368	   Furthermore, this route is sent with the EVPN Layer-2 Extended
369	   Community defined in Section 3.1 of [RFC8214] with two new flags
370	   (defined in Section 4) that indicate: 1) this VPWS service tunnel is
371	   for default Flexible Cross-Connect, and 2) normalized VID type
372	   (single versus double).  The receiving PE uses these new flags for
373	   consistency check and MAY generate an alarm if it detects
374	   inconsistency but doesn't bring down the VPWS service.

[minor]
Proposed readability re-edit:
"
Regarding the data-plane elements of this solution, both imposition 
and disposition Provider Edge (PE) devices must be aware of the 
VLANs, as the imposition PE performs VLAN ID (VID) normalization 
and the disposition PE carries out VID lookup and translation. 
There SHOULD ideally be a single point-to-point (P2P) EVPN VPWS 
service tunnel between a pair of PEs for a specific set of 
Attachment Circuits (ACs).

As previously mentioned, because the EVPN VPWS service tunnel 
is employed to multiplex ACs across various Ethernet 
Segments (ESs) or physical interfaces, the EVPN label alone does 
not suffice for accurate forwarding of the received packets 
over the MPLS/IP network to egress interfaces. Therefore, a 
normalized VID lookup is REQUIRED in the disposition direction 
to route packets to their correct egress endpoints; the EVPN 
label lookup identifies a VID-VRF, and a subsequent normalized 
VID lookup in that table pinpoints the egress interface.

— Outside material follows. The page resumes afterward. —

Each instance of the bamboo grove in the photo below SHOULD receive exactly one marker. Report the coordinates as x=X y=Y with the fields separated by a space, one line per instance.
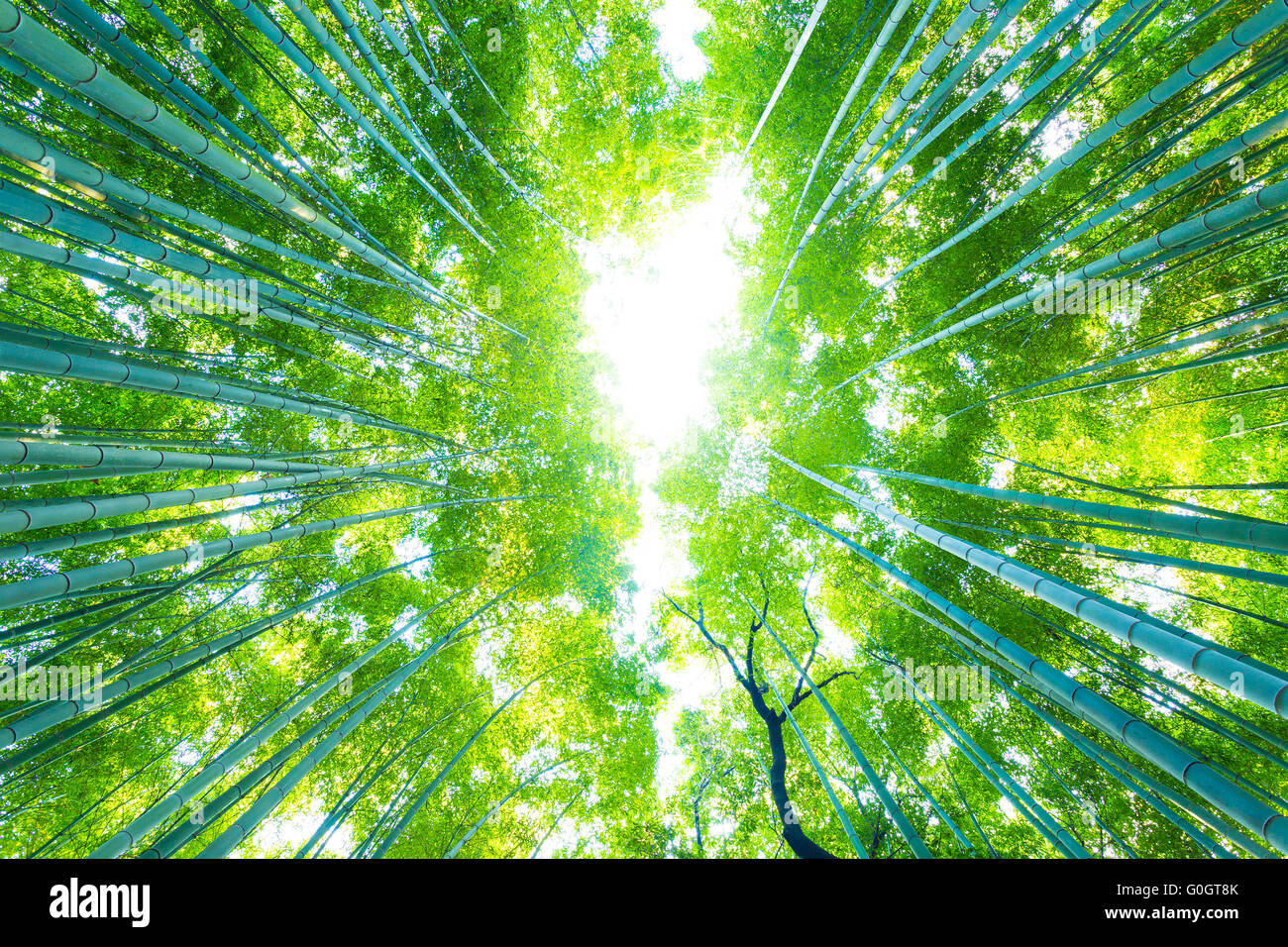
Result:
x=309 y=478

In this solution, for each PE, the single-homing ACs 
represented by their normalized VIDs are linked to a 
single EVPN VPWS service tunnel within a specific Ethernet 
Virtual Instance (EVI). The generated EVPN route is an 
Ethernet Auto-Discovery (A-D) per EVI route with 
an Ethernet Segment Identifier (ESI) of 0, an Ethernet 
Tag field set to the VPWS service instance ID, and an 
MPLS label field set to a dynamically generated EVPN 
service label representing the EVPN VPWS service tunnel. 
This route is sent with a Route Target (RT) that 
represents the EVI, which can be auto-generated from 
the EVI according to Section 5.1.2.1 of [RFC8365]. 
Additionally, this route includes the EVPN Layer-2 
Extended Community defined in Section 3.1 of [RFC8214], 
with two new flags (outlined in Section 4) that 
indicate: 1) this VPWS service tunnel is for the 
default Flexible Cross-Connect, and 2) the normalized 
VID type (single versus double). The receiving PE 
utilizes these new flags for a consistency check and 
MAY generate an alarm if it detects inconsistencies, 
but it will not disrupt the VPWS service.
"

376	   It should be noted that in this mode of operation, a single
377	   Ethernet A-D per EVI route is sent upon configuration of the first AC
378	   (ie, normalized VID).  Later, when additional ACs are configured and
379	   associated with this EVPN VPWS service tunnel, the PE does not
380	   advertise any additional EVPN BGP routes.  The PE only associates
381	   locally these ACs with the already created VPWS service tunnel.

[minor]
readability proosal re-edit:
"It should be observed that in this mode of operation, a single 
Ethernet Auto-Discovery (A-D) per Ethernet Virtual Instance (EVI) route is 
transmitted upon the configuration of the first Attachment Circuit (AC), 
specifically the normalized VLAN ID (VID). Subsequently, as additional 
ACs are configured and linked to this EVPN VPWS service tunnel, the 
Provider Edge (PE) does not issue any further EVPN BGP routes. 
Instead, the PE merely associates these ACs locally with the 
pre-established VPWS service tunnel.
"

note: that i was not certain you meant ie (=specifically) or eg (=for example)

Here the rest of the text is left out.